ESPN is touting a new power ranking formula for NFL teams called the Football Power Index. We’ll get more to what it is in a minute, but I won’t bury the most obvious part: the FPI (remember, that stands for Football Power Index and not Federal Ponder Inspector or some such thing) does not like the Vikings. Your purple, in fact, start the season No. 23 out of the 32 NFL teams in that rating.
The Vikings are predicted to have the No. 17 offense, No. 19 defense and No. 20 special teams. But that adds up to a minus-0.8 Football Power Index ranking, which is “the points above or below average a team is expected to be in the coming season,” per the site. And minus-0.8 is 23rd in the NFL.

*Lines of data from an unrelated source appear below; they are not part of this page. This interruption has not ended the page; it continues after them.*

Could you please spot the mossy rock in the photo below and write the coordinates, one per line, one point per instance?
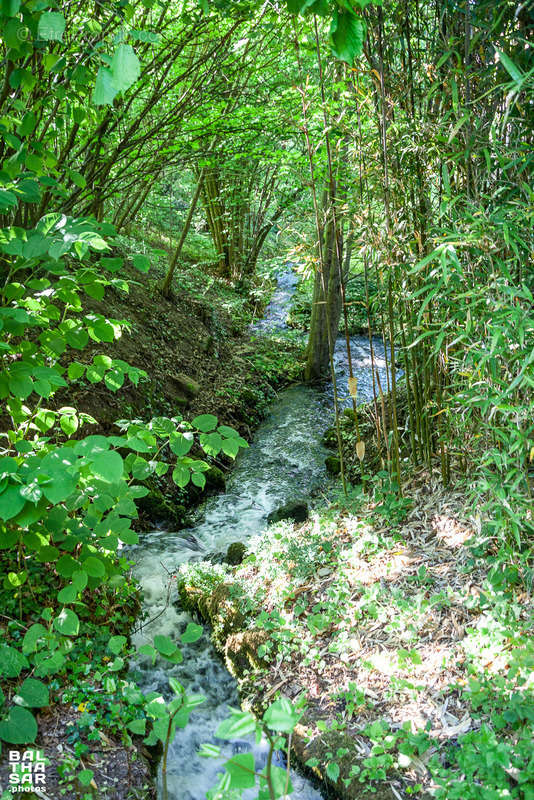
(241, 651)
(215, 606)
(333, 465)
(188, 386)
(330, 438)
(235, 553)
(159, 508)
(321, 747)
(215, 478)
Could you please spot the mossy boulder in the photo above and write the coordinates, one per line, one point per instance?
(330, 438)
(215, 606)
(159, 508)
(241, 651)
(235, 553)
(187, 386)
(215, 478)
(333, 465)
(297, 510)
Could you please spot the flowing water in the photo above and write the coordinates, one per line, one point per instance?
(284, 462)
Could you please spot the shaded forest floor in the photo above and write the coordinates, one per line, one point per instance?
(198, 355)
(411, 644)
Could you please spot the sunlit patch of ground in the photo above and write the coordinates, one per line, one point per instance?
(376, 620)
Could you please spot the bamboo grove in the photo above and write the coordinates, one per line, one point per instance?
(426, 150)
(396, 139)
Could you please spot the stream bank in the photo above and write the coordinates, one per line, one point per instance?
(284, 464)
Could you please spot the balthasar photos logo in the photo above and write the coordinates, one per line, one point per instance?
(28, 770)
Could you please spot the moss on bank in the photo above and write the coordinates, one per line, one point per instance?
(380, 612)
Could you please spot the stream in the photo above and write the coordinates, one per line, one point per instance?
(284, 462)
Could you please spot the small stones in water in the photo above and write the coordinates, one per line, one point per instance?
(333, 465)
(297, 510)
(235, 553)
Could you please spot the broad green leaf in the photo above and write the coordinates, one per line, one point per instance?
(51, 26)
(19, 727)
(205, 422)
(11, 502)
(116, 644)
(347, 35)
(332, 771)
(12, 662)
(32, 694)
(94, 567)
(241, 768)
(281, 716)
(125, 67)
(192, 633)
(67, 622)
(68, 594)
(108, 466)
(238, 726)
(141, 262)
(105, 88)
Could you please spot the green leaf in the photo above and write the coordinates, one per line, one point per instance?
(137, 726)
(239, 725)
(33, 694)
(281, 716)
(164, 644)
(67, 622)
(125, 67)
(105, 89)
(332, 771)
(79, 580)
(211, 443)
(68, 594)
(51, 26)
(69, 424)
(347, 35)
(141, 262)
(94, 567)
(12, 662)
(85, 776)
(205, 422)
(108, 466)
(230, 447)
(19, 727)
(11, 502)
(116, 644)
(198, 479)
(62, 483)
(192, 633)
(241, 768)
(32, 636)
(180, 444)
(180, 475)
(514, 72)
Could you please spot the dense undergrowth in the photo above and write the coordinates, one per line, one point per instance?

The Packers, on the other hand, have the No. 1 offense, the No. 23 defense and No. 28 special teams but have the No. 1 overall FPI.
Each team’s FPI rating is composed of a predicted offensive, defensive and special teams efficiency, as measured by expected points added per play, and that rating is the basis for FPI’s game-level and season-level projections.
That’s sounds reasonable!
In the preseason, FPI uses a number of predictive factors to project future team strength. The main component of preseason FPI is Vegas expectations.
Hmmm, had me and lost me.
But relying solely on Vegas has its flaws, and more information is needed to determine what percentage of a team’s projected win total can be attributed to its offense, defense and special teams units — the components that make up FPI.
OK, I’m back!
To gather more information on each unit, ESPN polled a panel of NFL experts regarding the expected offensive, defensive and overall performances of teams for the upcoming season. Also added to the model are previous years’ efficiencies for each unit, number of returning starters (on offense and defense), coaching/coordinator/quarterback changes and quarterback injuries. After combining all of these factors, a preseason FPI rating is determined for each team, which represents the points above or below average a team is expected to be in the coming season. Preseason FPI will serve as the basis of the early-season predictions but will diminish in effect as the season progresses and we learn more about the actual strength of each team.

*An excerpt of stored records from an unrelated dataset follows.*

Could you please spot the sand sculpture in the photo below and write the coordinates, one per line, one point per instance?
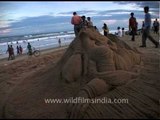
(94, 66)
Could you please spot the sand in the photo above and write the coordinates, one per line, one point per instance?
(26, 82)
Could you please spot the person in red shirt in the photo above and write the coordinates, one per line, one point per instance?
(76, 21)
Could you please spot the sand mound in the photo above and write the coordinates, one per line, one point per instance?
(93, 66)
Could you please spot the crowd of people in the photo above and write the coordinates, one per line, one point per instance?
(81, 22)
(11, 52)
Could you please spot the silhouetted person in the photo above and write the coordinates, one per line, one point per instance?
(59, 41)
(132, 26)
(89, 22)
(105, 29)
(9, 52)
(156, 26)
(84, 22)
(123, 33)
(76, 20)
(20, 49)
(12, 52)
(29, 47)
(119, 33)
(147, 26)
(95, 27)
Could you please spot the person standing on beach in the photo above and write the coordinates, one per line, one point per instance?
(84, 22)
(132, 26)
(20, 49)
(29, 49)
(119, 32)
(9, 52)
(146, 32)
(123, 33)
(105, 29)
(76, 20)
(89, 22)
(59, 41)
(12, 52)
(156, 26)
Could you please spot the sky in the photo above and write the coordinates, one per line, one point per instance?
(27, 17)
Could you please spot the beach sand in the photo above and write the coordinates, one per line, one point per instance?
(27, 72)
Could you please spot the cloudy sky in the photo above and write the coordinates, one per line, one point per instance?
(18, 18)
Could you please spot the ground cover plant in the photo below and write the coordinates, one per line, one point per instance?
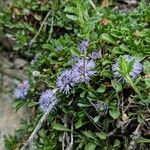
(89, 75)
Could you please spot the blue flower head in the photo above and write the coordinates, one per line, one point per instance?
(137, 67)
(46, 99)
(95, 55)
(83, 45)
(83, 70)
(22, 90)
(65, 81)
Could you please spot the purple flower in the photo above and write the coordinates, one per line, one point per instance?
(34, 60)
(22, 90)
(95, 55)
(59, 48)
(83, 45)
(46, 99)
(101, 107)
(135, 71)
(83, 70)
(65, 81)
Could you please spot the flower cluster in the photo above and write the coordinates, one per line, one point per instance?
(22, 90)
(83, 45)
(46, 99)
(65, 81)
(101, 107)
(81, 72)
(95, 55)
(135, 71)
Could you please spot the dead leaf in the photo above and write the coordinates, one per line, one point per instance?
(105, 3)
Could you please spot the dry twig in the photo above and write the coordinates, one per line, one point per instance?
(40, 123)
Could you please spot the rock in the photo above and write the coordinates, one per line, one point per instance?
(20, 63)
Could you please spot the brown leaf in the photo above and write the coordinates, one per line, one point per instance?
(105, 3)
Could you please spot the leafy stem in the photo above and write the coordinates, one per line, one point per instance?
(129, 80)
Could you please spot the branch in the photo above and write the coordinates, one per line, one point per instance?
(135, 135)
(43, 23)
(51, 29)
(40, 123)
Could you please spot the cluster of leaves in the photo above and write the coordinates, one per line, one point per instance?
(112, 32)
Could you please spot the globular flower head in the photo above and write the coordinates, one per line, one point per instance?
(65, 81)
(101, 107)
(46, 99)
(137, 67)
(59, 48)
(95, 55)
(83, 70)
(22, 90)
(83, 45)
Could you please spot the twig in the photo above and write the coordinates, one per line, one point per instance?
(135, 135)
(70, 146)
(40, 123)
(51, 29)
(42, 24)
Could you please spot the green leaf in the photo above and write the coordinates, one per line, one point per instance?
(90, 146)
(101, 135)
(80, 123)
(114, 112)
(83, 105)
(116, 85)
(143, 140)
(60, 127)
(108, 38)
(89, 134)
(72, 17)
(47, 46)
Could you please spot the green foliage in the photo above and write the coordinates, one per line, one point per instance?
(115, 34)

So the preseason number is a largely human and/or past-leaning construction that we shouldn’t pay too much attention to, particularly in relation to say, a mid-year ranking. That said, it’s probably also more relevant than the standard preseason predictions we have seen that indicate the Vikings will do well, which has been happening a lot this preseason.
The most instructive part to me is that if the preseason model is correct, this could be a year where almost every game comes down to five plays one way or the other. That’s the way it is for roughly 24 teams every year (four elites, four stinkers, the big squishy NFL middle), but it could be especially true of this year’s Vikings.
Then again, the fact that the NFL is such a crap shoot could mean predictive models like this are irrelevant.